4.4.2 Scope of the plan
The scope of the plan or plans shall be determined by laboratory management. A risk management plan may be created, for example, for technical and management processes, for specific pre- and post-examination aspects, for one or more examinations performed by a particular IVD system, for a particular examination developed by the laboratory, or for all of the examinations performed by the laboratory in which risks could be identified and assessed.
The scope of the plan and the extent of the risk management activities required shall be proportional to the risks associated with the examinations. Factors that should he considered include but are not limited to:
a) relevant quality specifications;
b) medical decision levels and critical values;
c) patient populations;
d) reliability of the measurement system and measurement uncertainty;
e) performance characteristics (precision, bias, specificity, etc.);
f) pre-examination contact with the patient (e.g., phlebotomy); and
g) clinical use of the examination results (e.g., screening, diagnostic, confirmatory tests).

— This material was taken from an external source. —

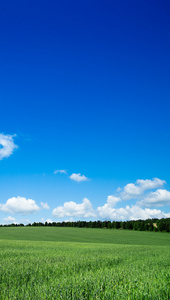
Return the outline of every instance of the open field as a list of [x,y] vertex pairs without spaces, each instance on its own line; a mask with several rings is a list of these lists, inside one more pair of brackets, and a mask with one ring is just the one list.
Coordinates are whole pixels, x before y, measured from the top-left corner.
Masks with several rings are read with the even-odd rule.
[[0,299],[170,299],[170,234],[0,228]]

Unless specified otherwise and justified, the risk management plans for medical laboratory examinations shall include pre- and post-examination aspects and the processes that are identified as presenting a risk to patients or other persons.
4.4.3 Contents of the plan
Each risk management plan shall include at least the following:
a) description of the examinations and services, any IVD medical devices involved, and all relevant pre- and post-examination aspects within the scope of the plan;
b) assignment of responsibilities and authorities;
c) requirements for review of risk management activities;
d) criteria for individual and overall risk acceptability, based on the laboratory’s policy for determining acceptable risk;
e) risk control verification and monitoring activities.
NOTE Refer to AnnxC for guidance on risk acceptability considerations, and AnnxB for guidance on establishing risk acceptability criteria.
4.4.4 Revisions to the plan
The plan shall be updated if significant changes occur that could affect the risk assessment. A record of changes to the plan shall he maintained.
NOTE Examples of significant changes that could affect the risk assessment include:
a) modification of laboratory facilities or utilities;
b) introduction of new policies, procedures or work instructions;
c) acquisition, purchase or introduction of new equipment, including laboratory information systems;
d) introduction of new examinations or services, or change in service delivery level;ISO 22367 pdf download.